Leaning against the windscreen, he stretched his neck to get a better look. He, t
oo, had seen the body in the headlights move as the beam bathed our view.
I looked left, expecting to see Andrew's hand pulling the handle, but he was still staring forward with his mouth open.
It was Chloe's form which lunged into the light before I felt the chill of air coming from her open door and heard the chorus of voices calling her back. She wouldn't be turned as I joined in with the frantic calls, her nursing instinct hard-wired.
Drawing a deep breath, I followed her into the night. The darkness brought fog to my breath.
Glancing, I watched Chloe kneel at the body's side. With her head bent down, she listened to the gentle moan of death.
I forced myself to breathe through my mouth, the powerful stench of blood and ripe, overflowing toilets sticking in my throat. I couldn't look at the scene for very long as I drew closer, instead surveying the wider view, despite knowing I should avoid it for the sake of my dreams.

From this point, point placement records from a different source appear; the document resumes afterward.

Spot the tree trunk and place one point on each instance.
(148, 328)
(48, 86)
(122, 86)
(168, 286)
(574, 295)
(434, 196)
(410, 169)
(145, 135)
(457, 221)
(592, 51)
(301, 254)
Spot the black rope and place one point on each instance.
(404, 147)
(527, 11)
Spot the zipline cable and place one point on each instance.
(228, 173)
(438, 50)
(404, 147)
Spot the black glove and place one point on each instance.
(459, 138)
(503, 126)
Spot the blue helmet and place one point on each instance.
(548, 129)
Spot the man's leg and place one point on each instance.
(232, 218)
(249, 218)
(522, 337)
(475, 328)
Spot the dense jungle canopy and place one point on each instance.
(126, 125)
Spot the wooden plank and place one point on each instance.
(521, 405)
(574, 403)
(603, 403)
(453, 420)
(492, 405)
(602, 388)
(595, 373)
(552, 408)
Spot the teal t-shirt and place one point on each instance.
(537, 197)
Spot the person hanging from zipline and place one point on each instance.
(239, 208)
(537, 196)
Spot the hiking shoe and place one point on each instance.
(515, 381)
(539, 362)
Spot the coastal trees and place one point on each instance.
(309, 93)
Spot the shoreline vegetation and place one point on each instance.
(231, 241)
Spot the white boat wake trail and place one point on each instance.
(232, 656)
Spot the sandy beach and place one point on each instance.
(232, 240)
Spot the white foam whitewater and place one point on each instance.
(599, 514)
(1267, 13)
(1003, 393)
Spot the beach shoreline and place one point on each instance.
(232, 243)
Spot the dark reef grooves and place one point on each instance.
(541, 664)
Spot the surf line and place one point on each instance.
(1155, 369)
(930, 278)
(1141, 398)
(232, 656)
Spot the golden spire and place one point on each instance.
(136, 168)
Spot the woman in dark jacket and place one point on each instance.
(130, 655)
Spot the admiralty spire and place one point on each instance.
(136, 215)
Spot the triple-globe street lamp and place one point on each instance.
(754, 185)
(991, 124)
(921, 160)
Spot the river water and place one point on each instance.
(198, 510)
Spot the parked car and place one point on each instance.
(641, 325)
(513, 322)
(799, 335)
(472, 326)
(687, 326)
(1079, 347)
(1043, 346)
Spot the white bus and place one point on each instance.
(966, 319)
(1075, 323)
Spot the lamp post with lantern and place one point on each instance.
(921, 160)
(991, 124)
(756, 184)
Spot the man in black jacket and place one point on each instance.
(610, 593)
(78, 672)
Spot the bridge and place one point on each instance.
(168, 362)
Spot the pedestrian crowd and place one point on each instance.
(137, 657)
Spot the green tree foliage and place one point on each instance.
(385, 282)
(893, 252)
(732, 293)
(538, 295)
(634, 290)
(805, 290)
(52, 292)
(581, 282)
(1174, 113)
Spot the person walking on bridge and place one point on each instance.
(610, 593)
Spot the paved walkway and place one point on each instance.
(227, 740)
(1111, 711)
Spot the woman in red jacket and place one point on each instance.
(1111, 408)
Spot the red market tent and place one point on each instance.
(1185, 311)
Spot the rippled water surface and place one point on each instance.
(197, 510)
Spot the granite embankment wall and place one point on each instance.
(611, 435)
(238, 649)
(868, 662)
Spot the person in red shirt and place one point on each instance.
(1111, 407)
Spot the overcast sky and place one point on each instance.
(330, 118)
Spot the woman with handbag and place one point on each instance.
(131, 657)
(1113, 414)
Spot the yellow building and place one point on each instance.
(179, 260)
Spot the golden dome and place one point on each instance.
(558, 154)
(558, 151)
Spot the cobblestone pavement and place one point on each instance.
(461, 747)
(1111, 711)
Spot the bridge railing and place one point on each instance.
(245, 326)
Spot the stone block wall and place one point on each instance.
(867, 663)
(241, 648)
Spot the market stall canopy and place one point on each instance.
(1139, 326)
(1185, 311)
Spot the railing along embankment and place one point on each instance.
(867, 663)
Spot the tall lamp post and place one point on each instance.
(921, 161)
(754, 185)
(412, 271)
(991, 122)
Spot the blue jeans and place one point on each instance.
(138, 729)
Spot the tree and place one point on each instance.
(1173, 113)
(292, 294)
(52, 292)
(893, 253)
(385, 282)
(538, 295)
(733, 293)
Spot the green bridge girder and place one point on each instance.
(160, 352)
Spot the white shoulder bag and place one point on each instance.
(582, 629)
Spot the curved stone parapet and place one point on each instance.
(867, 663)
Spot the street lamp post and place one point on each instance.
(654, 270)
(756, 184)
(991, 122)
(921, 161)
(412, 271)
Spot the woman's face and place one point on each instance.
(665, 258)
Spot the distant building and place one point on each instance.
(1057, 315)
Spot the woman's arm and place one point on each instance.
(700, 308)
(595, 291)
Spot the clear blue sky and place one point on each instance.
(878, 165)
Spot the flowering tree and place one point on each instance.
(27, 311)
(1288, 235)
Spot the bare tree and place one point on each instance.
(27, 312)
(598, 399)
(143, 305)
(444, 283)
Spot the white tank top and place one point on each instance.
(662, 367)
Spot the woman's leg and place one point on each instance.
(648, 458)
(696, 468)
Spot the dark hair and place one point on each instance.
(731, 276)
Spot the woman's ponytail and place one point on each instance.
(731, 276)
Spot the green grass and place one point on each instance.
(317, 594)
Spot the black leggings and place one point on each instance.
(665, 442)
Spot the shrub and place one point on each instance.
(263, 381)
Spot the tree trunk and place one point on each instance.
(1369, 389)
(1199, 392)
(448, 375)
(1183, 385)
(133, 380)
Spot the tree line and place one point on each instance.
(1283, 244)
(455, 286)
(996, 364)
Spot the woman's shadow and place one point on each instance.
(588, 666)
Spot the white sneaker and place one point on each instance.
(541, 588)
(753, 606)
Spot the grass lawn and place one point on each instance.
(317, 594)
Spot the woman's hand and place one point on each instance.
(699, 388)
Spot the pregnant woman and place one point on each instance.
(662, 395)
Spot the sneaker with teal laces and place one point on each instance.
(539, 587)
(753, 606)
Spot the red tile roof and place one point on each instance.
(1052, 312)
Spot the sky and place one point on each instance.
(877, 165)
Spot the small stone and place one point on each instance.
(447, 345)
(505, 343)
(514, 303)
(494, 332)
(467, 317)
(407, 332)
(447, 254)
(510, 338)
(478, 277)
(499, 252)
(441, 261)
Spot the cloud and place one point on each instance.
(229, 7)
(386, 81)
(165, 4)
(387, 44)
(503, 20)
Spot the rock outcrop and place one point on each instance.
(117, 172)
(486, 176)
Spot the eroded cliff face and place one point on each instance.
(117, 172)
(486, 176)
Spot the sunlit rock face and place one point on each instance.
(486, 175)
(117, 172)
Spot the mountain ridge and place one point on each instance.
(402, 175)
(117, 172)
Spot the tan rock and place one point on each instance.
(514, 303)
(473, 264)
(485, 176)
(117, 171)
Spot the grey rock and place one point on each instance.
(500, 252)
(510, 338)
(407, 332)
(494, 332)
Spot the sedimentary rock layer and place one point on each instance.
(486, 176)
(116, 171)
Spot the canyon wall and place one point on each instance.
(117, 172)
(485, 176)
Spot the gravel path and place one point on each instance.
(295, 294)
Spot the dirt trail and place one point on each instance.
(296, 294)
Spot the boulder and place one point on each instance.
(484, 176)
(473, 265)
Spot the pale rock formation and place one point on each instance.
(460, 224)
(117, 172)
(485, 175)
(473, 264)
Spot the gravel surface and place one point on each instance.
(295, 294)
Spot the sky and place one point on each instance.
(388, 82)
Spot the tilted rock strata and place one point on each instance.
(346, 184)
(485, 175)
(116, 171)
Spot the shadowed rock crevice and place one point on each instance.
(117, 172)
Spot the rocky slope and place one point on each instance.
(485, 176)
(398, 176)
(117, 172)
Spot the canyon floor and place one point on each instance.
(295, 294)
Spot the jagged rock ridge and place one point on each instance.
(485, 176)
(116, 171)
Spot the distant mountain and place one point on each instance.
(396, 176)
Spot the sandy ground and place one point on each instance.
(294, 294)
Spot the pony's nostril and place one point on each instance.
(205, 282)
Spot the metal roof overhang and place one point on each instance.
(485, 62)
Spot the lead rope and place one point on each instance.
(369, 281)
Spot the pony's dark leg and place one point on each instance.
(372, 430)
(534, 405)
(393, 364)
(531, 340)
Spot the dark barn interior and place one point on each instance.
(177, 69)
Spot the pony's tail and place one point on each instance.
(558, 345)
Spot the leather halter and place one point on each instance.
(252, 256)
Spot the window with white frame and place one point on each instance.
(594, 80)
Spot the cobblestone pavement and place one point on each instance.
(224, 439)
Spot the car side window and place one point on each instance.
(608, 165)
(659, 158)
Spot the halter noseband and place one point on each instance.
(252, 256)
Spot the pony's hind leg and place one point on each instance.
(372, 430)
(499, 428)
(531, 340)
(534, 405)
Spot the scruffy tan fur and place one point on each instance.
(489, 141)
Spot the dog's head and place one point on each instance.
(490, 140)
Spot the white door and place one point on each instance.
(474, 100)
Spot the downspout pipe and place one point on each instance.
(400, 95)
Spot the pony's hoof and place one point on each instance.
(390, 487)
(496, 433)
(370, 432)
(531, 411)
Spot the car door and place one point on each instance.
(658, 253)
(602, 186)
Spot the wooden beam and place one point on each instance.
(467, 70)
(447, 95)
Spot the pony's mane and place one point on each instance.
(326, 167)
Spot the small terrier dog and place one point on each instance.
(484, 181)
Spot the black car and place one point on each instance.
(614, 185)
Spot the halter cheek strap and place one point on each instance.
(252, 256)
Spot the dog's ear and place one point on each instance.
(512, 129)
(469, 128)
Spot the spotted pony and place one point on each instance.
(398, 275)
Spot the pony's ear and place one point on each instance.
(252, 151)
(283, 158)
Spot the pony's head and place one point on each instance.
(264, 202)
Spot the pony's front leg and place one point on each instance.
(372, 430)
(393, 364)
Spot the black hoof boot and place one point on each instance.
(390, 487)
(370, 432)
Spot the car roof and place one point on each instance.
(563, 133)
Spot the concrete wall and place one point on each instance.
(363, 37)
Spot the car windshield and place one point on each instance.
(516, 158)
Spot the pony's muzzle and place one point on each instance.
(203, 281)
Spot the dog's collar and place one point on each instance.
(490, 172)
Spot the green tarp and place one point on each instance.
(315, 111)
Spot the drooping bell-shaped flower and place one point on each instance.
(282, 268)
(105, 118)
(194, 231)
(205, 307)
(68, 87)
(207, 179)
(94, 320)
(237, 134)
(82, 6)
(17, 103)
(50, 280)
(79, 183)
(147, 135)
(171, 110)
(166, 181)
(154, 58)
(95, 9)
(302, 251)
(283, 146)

This was by far the worst we’d come across; the highest body count. Double figures ticked off, despite my desperation to avoid the detail. This roadblock was also unique because on this side of the concrete blocks were cars. Some hadn’t got away. Bullet holes strafed their sides, shell casings glinting in the powerful light.
I was grateful to arrive at Chloe's side, despite the growing stench giving me an excuse to look away. With a stolen glance I saw the desperate view I couldn't turn from and watched the last moments of a woman Chloe's age; mid-twenties, hair once blonde, streaked with scarlet. Half her face was blown off, her lips missing from one side of her mouth. The one intact eye remained closed. Still, she was moving, cradled in Chloe's arms.
Chloe made no attempt to halt her death. Even I could tell there was nothing to be done, other than to give the ultimate gift of not letting her be alone when the final moment came.
The moment came too soon. Came as Andrew arrived at our side. Came as both of us rested our hands on Chloe's shoulders.